激しい高機動戦の中で、奴は機体の位置を調整した。
そうして、弾が当たるか当たらないかのギリギリを見極めて通り抜けていく。
体の位置を変えて弾を機体に掠らせた。
赤熱する弾丸が奴の厚い胸部装甲を軽く溶かす。
しかし、決定的なダメージは与えられていない。
弾を避けながら姿勢を変えて、そのまま加速して緊急回避をする。
上への上昇から一変して、横へと機体をスライドさせた。
俺は上手く弾を回避したアイツを賞賛しながら、放物線を描くように機体を動かした。
奴も大きく弧を描くように機体を動かした。
互いにライフルの照準を向けながら、真っすぐに進む。
互いに弾を乱射して、空中で弾が勢いよく爆ぜていく。
ちゅんちゅんと機体を弾道が逸れた弾が掠めていく。
奴も頭部に弾丸を受けながら、此方を睨みつけていた。
「度胸試しだッ!!!」
ガリガリと弾が削れる音が近づいていく。
風を切り裂き飛ぶ鋼鉄の塊が眼前に迫る。
避けるか、避けられないか――関係ないッ!!
バレルがおしゃかになろうとも死のうともどうでもいい。
今が楽しいから、それ以外はどうでもいい!
心臓の鼓動が早くなっていく。
そうしてスローモーションの世界で、すぐそばに奴の顔が映って――レバーを動かした。
眼前に迫って己の本能が勝手に働いた。
鉄槌も同じであり、寸での所で回避する。
俺が上、奴が下へと操作して互いの機体がこすれ合った。
空中でバランスを崩しながらも、何とか姿勢を制御した。
そうして、笑みを深めながら呼吸を安定させる。
「いいな。
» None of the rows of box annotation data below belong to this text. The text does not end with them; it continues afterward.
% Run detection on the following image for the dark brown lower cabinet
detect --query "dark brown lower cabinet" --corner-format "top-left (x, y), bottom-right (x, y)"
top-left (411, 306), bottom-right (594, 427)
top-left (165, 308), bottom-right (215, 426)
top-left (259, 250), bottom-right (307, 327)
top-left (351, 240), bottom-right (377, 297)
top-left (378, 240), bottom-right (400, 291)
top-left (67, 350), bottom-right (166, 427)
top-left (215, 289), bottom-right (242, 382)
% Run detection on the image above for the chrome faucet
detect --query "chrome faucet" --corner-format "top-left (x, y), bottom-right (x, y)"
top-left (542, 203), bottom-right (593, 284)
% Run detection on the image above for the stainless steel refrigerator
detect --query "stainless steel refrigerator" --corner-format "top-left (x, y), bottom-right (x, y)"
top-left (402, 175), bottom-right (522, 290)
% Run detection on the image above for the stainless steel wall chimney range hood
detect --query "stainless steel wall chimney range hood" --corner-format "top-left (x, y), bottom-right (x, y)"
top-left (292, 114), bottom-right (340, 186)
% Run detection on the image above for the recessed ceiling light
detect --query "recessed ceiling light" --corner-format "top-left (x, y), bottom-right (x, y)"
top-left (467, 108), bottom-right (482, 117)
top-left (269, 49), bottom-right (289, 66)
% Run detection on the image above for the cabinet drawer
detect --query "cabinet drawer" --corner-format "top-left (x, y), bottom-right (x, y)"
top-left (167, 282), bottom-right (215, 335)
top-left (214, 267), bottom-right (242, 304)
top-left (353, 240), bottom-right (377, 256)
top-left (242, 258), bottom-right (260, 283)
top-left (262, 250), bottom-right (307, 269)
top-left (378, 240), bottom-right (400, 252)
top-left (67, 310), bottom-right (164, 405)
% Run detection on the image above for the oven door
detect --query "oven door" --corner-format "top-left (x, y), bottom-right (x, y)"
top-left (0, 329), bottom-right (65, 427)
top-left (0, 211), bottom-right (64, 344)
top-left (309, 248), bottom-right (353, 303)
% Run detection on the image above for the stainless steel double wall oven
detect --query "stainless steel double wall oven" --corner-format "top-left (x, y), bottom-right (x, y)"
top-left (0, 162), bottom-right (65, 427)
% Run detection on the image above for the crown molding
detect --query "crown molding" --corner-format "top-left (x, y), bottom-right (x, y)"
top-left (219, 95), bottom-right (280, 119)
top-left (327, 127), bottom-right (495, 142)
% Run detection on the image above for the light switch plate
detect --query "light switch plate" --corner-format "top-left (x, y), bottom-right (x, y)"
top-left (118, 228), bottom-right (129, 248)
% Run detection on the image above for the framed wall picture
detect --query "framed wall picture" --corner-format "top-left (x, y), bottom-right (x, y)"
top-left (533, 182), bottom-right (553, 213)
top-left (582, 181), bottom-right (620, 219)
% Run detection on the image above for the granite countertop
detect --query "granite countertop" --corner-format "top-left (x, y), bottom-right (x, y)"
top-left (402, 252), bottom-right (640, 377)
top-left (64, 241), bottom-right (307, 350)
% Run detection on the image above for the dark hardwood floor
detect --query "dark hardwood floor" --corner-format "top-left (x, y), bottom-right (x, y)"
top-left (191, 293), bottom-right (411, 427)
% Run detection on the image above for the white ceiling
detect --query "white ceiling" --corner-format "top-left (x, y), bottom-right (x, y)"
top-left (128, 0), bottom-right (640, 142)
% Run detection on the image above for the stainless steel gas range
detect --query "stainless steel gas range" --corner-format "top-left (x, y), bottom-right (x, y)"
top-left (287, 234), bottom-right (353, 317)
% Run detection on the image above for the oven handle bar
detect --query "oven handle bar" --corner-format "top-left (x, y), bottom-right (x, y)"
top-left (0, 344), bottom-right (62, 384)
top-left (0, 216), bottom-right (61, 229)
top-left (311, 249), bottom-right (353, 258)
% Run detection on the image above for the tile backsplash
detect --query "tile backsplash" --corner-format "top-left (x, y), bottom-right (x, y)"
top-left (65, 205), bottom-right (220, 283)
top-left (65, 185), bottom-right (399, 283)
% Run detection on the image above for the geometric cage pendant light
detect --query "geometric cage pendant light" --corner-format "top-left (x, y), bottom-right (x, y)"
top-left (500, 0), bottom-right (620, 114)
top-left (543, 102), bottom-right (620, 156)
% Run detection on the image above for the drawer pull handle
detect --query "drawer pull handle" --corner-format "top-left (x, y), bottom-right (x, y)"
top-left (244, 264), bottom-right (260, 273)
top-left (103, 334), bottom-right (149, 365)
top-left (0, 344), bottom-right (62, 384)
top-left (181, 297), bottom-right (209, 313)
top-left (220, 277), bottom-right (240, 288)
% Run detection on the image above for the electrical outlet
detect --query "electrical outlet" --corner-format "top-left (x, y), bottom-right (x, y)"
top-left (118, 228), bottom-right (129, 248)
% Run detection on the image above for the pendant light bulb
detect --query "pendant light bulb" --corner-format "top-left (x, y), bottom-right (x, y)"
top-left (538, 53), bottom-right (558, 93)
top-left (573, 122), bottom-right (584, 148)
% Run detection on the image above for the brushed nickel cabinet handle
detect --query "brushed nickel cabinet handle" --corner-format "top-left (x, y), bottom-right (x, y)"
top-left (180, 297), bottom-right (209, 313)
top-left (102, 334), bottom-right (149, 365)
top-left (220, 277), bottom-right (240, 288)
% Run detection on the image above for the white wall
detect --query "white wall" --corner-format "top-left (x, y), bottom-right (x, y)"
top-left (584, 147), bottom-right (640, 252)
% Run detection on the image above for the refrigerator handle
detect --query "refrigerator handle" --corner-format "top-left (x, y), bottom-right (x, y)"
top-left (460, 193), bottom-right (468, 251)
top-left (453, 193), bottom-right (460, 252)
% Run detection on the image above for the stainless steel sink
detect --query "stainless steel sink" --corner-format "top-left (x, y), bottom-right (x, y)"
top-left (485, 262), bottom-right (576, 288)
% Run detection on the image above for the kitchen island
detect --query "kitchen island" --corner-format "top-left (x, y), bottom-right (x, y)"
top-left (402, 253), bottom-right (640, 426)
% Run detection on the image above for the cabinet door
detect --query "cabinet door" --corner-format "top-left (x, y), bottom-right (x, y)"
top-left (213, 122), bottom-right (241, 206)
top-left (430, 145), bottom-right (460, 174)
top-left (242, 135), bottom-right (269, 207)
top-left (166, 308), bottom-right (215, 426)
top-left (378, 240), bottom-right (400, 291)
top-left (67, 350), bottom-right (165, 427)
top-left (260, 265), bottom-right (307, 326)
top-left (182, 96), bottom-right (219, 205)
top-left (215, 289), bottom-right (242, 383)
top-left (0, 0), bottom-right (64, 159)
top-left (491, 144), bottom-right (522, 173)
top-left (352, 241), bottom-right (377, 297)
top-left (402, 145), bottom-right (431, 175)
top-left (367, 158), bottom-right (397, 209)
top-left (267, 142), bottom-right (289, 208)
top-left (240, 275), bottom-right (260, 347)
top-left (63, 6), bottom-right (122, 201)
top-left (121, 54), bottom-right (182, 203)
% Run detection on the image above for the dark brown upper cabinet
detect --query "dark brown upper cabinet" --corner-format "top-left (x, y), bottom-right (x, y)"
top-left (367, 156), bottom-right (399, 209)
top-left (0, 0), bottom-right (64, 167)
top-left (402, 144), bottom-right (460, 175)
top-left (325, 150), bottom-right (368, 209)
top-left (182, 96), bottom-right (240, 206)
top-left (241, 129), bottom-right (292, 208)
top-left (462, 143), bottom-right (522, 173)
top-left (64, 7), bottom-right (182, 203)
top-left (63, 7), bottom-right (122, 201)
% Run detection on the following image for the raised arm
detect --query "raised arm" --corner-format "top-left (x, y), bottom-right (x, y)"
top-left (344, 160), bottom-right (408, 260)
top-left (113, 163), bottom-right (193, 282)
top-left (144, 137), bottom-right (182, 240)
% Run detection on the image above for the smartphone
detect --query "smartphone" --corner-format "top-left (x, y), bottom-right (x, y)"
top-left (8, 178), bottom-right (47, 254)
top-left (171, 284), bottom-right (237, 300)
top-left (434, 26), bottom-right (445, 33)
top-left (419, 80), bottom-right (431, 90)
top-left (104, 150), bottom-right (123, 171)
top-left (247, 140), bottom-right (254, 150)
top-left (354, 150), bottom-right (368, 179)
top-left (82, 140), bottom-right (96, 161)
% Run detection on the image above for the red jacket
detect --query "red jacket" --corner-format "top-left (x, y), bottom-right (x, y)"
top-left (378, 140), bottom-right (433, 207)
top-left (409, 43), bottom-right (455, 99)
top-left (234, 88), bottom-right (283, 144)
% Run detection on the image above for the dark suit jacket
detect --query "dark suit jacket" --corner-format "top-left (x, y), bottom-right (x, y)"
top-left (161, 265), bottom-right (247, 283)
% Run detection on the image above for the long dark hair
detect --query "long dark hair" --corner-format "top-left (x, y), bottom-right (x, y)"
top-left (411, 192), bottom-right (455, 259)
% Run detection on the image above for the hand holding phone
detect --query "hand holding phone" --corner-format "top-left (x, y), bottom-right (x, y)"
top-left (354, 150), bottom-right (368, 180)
いいぜ。そうだ。戦いは――こういうもんだッ!」
更に機体を加速させて、俺たちは互いに交差しながら飛行した。
互いの意地と誇りを懸けて、俺たちは命を燃やす。
弾丸が敵の装甲を撫でて、死が眼前に迫れば本能が勝手に動き出す。
命を懸けた戦いで、一分一秒の世界で、俺たちは成長を感じていた。
いくつもの未来が見えて、俺の脳内で弾けていく。
それを見ながら、俺は目をキラキラと輝かせた。
まだだ、もっともっと、更に加速する――限界なんて有りはしない。
何もかもを頭から除外して、奴との戦いを楽しむ。
俺の想いに呼応するように、奴のブースターから甲高い音が鳴って。
死神が目をぎらつかせながら、俺の命を取ろうとしている。
背筋が凍り付くような殺気、俺の心の中には燃え滾るような闘志が駆け巡っていた。